Ce concept de renaissance perpétuelle scandé dans Y.A.L.A semble surtout s’appliquer à son état d’esprit. Fatiguée, désenchantée par la chose musicale, M.I.A. apparaît nettement plus enjouée lorsqu’il s’agit de parler mode, photo ou street art. Approchée par Versace, la chanteuse vient de lancer sa propre collection inspirée des contrefaçons de la marque italienne. Idée astucieuse pour continuer à renverser les codes tout en alimentant les chroniques dédiées. “La vraie question autour de la collection était de savoir si Versace était capable de produire du Versace contrefait. J’ai montré pas mal de T-shirts incroyables à Donatella. Uniquement des contrefaçons. Elle paraissait assez embêtée au départ ; ça lui semblait trop difficile à imiter : un comble ! Mais elle a toujours apprécié l’idée, je crois. En fait, j’espère que cette collection finira par être contrefaite à son tour.”

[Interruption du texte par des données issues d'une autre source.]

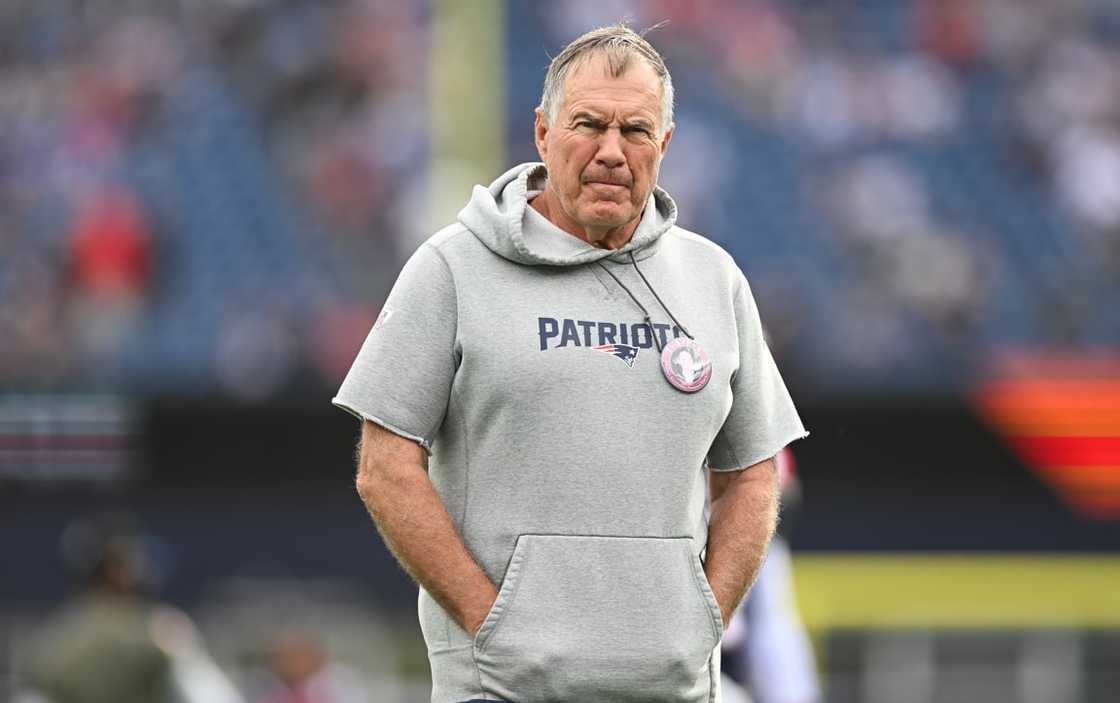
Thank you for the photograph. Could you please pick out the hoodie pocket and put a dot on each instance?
(600, 619)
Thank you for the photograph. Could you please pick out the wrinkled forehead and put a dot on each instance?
(614, 76)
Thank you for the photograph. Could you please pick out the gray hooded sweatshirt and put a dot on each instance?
(574, 471)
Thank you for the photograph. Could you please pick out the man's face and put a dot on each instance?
(604, 149)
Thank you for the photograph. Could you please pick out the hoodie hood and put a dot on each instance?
(501, 218)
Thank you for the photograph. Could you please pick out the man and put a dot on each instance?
(112, 644)
(559, 530)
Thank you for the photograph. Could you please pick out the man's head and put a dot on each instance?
(604, 124)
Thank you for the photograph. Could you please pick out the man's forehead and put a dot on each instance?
(591, 86)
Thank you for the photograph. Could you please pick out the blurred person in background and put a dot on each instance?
(112, 644)
(766, 648)
(300, 671)
(582, 442)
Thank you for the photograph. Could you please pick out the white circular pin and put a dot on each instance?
(686, 365)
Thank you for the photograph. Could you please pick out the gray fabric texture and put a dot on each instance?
(575, 472)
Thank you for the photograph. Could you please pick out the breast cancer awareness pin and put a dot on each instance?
(686, 365)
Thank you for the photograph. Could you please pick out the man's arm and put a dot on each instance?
(394, 486)
(744, 514)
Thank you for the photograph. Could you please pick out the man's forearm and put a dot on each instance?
(744, 514)
(418, 530)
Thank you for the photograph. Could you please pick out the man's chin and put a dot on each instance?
(616, 216)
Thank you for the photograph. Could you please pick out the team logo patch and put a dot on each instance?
(624, 352)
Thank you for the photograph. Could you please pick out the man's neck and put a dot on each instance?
(616, 237)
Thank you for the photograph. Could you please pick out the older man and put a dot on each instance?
(531, 357)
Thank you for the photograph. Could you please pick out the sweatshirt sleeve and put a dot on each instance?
(402, 376)
(763, 419)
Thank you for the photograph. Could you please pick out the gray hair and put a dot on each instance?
(619, 44)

Et quand on lui suggère qu’en vendant ses toiles pour 60 dollars à New York, Banksy est allé encore plus loin dans cette démarche de dépréciation de sa propre production artistique, ses yeux s’allument : “J’ai parfois ressenti cette frustration. C’est effrayant d’arriver tout en haut de la culture mainstream. La force de Banksy, son intelligence, résident dans sa capacité à protéger son anonymat depuis le début. Mais la différence entre lui et moi, c’est qu’il est un homme blanc et que je suis une femme mate de peau. Rester en retrait, c’est un luxe que je ne peux pas m’offrir.”